For that, you would typically use larger acoustic panels filled with mineral wool, usually in the neighborhood of 2-4” deep (deeper = absorbs lower frequencies). Mineral wool can’t get wet, so that’s a major problem. The panels are usually covered with fabric, as the cover material needs to be somewhat acoustically transparent. If you put something like wood or metal over them there’s no point because then the cover just reflects sound.
So you’d have to have some sort of waterproof acoustically transparent material to use for protection. Then you’d have to cover the entire south upper deck with panels. And even then, they still might not absorb at a low enough frequency to fix the problem. They would probably be an eyesore and they’d definitely be impractical.
In a live sound setting, a crowd is often the most affective room treatment. People do a good job of absorbing high frequencies. I don’t think the high frequencies are the problem.
Posted on 10/30/22 at 4:56 pm to TigerBlood17
quote:
I sit in 412 and never hear a word.
415 and same.
Posted on 10/30/22 at 5:15 pm to TBoy@LSU
Me too. Really bad. Was blown away at how good Auburn’s sound system and video board were, but I will take winning football over Auburn’s situation all day.
Posted on 10/30/22 at 5:30 pm to rohanman
Havnt been changed since 1947
Posted on 10/30/22 at 6:05 pm to rohanman
I know a cheap way to make them sound better.
Stop the shitty canned music!
Stop the shitty canned music!
Posted on 10/30/22 at 6:09 pm to lostinbr
Probably the best stadium sound I've heard was at Arrowhead Stadium in Kansas City. Full stadium, loud crowds, but every word on the sound system was clear and loud, with almost no echoing.
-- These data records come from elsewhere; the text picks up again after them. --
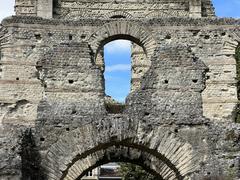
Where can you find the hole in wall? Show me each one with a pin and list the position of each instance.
(168, 36)
(117, 75)
(206, 37)
(83, 36)
(117, 170)
(121, 63)
(223, 34)
(38, 36)
(70, 81)
(195, 80)
(117, 17)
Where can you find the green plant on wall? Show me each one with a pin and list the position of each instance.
(237, 57)
(134, 172)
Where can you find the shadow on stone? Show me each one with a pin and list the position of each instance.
(31, 168)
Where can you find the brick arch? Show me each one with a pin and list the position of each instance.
(123, 30)
(163, 152)
(118, 13)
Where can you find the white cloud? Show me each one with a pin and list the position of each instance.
(118, 67)
(6, 8)
(118, 46)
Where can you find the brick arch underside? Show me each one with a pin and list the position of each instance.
(123, 30)
(161, 152)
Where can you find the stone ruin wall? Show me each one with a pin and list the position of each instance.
(64, 9)
(52, 83)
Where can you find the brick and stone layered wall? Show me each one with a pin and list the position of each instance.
(74, 10)
(51, 83)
Posted on 10/30/22 at 7:05 pm to NebraskaExPat
The administration is getting blown out of the water by some other sec schools. Both the money people and game day ops needs to step up
Posted on 10/30/22 at 7:45 pm to rohanman
The actual fact of the matter is that they simply turn the on, turn volumn full blast and then turn them off when game begins. There isn't a person involved with that process that ever goes down and hears the quality or volumn because: 1 they are lazy and 2, they don't give a crap. Therefore, the entire process is broken and not a person at LSU gives a crap about it.
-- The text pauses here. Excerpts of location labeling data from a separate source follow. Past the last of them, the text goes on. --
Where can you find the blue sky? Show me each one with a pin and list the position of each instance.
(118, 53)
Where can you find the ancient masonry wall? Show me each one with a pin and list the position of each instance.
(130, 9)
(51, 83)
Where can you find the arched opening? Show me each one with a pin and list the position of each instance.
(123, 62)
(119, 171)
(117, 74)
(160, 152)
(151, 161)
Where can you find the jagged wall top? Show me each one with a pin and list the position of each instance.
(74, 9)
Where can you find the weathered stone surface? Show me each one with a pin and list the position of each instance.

Posted on 10/30/22 at 8:28 pm to jeffsdad
quote:
The actual fact of the matter is that they simply turn the on, turn volumn full blast and then turn them off when game begins. There isn't a person involved with that process that ever goes down and hears the quality or volumn because: 1 they are lazy and 2, they don't give a crap. Therefore, the entire process is broken and not a person at LSU gives a crap about it.
I’ve been criticizing the stadium sound for a long time now, but this is an absolutely ignorant take.
There are technical problems that need to be fixed but it’s something that’s going to require significant capital investment. If you think the people actually running the stadium sound don’t know the problems exist or are just too lazy to fix it, you’re not knowledgeable enough to speak about any “actual facts” here.
This post was edited on 10/30/22 at 8:29 pm
Posted on 10/30/22 at 8:37 pm to rohanman
Maybe it saves us from all the crap they play over the PA system. Better play by play could be improved however !
Posted on 10/31/22 at 7:54 pm to kew48
I wonder if the admin is waiting on a big renovation before they fix speakers, video and lights?
Posted on 10/31/22 at 8:15 pm to rohanman
I have seats on row 10 in the east side on the south 15yd line. Can’t hear anything. For ole miss I sat in the south stadium club, sound is so loud that I almost couldn’t stay outside. They need better directional distribution of the sound.